Par José Antonio Vera
Cette fois, c’est l’Université nationale d’Asuncion (UNA), la principale institution de l’enseignement public paraguayen, qui est la cible d’une nouvelle étape dans l’escalade de la répression qu’applique le gouvernement d’Horacio Cartes [il assume le mandat présidentiel
depuis août 2013 pour une durée de cinq ans; multimillionnaire il a «acquis» le Parti Colorado] contre les mouvements de protestation sociale, les populations et organisations paysannes, et même les travailleurs des médias [1].
Aux premières heures du matin, quelque trois cents policiers sont entrés dans le campus de l’UNA, en violation flagrante du statut d’autonomie des universités.
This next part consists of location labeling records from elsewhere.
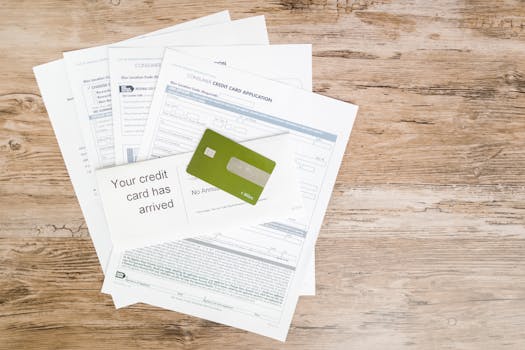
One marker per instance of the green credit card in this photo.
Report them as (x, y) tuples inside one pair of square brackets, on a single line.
[(230, 166)]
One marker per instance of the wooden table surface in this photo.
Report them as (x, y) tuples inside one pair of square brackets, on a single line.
[(423, 244)]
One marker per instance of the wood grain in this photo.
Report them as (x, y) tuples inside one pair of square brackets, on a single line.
[(423, 245)]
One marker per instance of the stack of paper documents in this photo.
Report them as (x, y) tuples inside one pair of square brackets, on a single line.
[(164, 237)]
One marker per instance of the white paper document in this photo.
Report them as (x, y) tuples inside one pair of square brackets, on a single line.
[(134, 72), (156, 201), (248, 277), (56, 92), (88, 72)]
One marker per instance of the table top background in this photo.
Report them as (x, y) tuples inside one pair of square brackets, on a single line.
[(423, 244)]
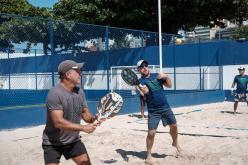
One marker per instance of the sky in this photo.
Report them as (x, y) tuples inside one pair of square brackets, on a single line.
[(43, 3)]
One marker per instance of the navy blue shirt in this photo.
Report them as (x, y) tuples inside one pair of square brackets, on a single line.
[(155, 98), (241, 82)]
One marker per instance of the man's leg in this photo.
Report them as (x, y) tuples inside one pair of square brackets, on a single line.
[(235, 107), (149, 143), (174, 133), (82, 159)]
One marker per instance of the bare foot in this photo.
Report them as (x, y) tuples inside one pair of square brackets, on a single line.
[(149, 161), (177, 147)]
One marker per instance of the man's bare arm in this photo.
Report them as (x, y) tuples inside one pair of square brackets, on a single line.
[(61, 123), (87, 116)]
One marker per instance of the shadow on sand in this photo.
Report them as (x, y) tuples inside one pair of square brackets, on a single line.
[(141, 154)]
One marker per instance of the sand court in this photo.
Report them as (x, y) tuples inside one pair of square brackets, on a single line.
[(208, 134)]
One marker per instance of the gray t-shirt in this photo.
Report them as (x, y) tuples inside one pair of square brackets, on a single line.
[(71, 103)]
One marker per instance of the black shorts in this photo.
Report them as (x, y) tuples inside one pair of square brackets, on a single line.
[(241, 97), (52, 154), (166, 115)]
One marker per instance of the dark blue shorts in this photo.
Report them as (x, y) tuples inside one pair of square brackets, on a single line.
[(242, 97), (52, 154), (166, 115)]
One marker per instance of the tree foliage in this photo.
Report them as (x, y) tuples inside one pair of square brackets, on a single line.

Ces policiers obéissaient à l’ordre d’un procureur afin de permettre la sortie du recteur, des doyens, de plusieurs enseignants ainsi que de deux délégués étudiants pro-gouvernementaux retenus depuis environ 15 heures par des milliers d’étudiants de diverses facultés. Ces derniers réclamaient l’application de l’accord, convenu il y a plusieurs mois, portant sur le statut de l’institution et que les autorités continuent à ignorer.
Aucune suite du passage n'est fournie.